Childbirth, aging and obesity can all weaken muscles and ligaments in a woman's pelvis and cause embarrassing problems. Issues can range from urine loss after coughing or sneezing to the pelvic organs prolapsing, or slipping out of place. Now, new research compares two of the most common surgical options to treat these conditions for the first time.
"This is an extremely common problem that affects lots of women. At any given time about 6% of women will have symptoms from this but women generally don't talk about it," explained Dr. Matthew Barber, a Cleveland Clinic gynecologist who led the study.
Researchers studied 374 women who had surgery for pelvic organ prolapse and followed them for two years. Two of the most widely used procedures are sacrospinous ligament fixation and uterosacral ligament vault suspension.
Both surgeries sew the vagina back into place, just at a slightly different orientation.
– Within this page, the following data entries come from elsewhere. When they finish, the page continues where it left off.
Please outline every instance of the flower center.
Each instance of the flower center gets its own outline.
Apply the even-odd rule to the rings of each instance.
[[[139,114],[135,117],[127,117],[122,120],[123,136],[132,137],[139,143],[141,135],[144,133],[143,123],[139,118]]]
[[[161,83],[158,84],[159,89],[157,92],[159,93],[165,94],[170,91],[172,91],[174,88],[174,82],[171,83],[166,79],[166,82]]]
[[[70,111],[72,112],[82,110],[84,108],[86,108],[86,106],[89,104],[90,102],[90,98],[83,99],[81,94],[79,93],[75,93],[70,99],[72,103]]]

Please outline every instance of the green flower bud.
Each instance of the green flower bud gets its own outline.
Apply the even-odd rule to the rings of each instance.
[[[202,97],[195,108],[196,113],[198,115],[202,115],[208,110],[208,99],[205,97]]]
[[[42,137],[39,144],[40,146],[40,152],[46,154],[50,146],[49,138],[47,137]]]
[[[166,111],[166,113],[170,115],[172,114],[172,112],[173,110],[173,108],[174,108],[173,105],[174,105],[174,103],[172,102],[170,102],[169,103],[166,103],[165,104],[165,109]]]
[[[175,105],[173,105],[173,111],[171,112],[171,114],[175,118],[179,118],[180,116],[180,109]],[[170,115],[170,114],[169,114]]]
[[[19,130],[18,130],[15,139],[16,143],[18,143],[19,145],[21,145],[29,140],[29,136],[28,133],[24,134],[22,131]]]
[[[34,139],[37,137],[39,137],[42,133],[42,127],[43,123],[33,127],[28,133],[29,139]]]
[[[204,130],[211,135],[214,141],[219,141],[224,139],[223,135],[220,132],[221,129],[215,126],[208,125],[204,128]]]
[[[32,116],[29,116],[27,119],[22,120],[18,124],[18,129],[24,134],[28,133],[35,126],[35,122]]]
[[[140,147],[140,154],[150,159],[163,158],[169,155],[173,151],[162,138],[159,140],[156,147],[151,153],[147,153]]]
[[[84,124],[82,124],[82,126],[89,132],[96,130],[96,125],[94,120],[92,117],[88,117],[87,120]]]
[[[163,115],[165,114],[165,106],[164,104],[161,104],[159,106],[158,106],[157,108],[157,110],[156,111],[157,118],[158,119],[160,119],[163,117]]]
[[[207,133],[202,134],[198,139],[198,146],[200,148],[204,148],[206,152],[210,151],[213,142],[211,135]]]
Results show neither surgery was superior to the other.
"Two of the most common operations for pelvic organ prolapse showed similar results two years after surgery," said Barber.
The team also found that pelvic floor muscle exercises, while effective as a stand-alone treatment for occasional urinary leakage, did not make a difference in surgery success.
Barber hopes his study will help women feel more comfortable talking to their doctor, whether they opt for surgery or not.
"It's an embarrassing condition and we hope that studies like this will raise awareness in the media and patients will feel comfortable going to see their doctor and seeking treatment," explained Barber. "They're not all surgical treatments, there are other treatments as well that we can offer patients with these types of problems."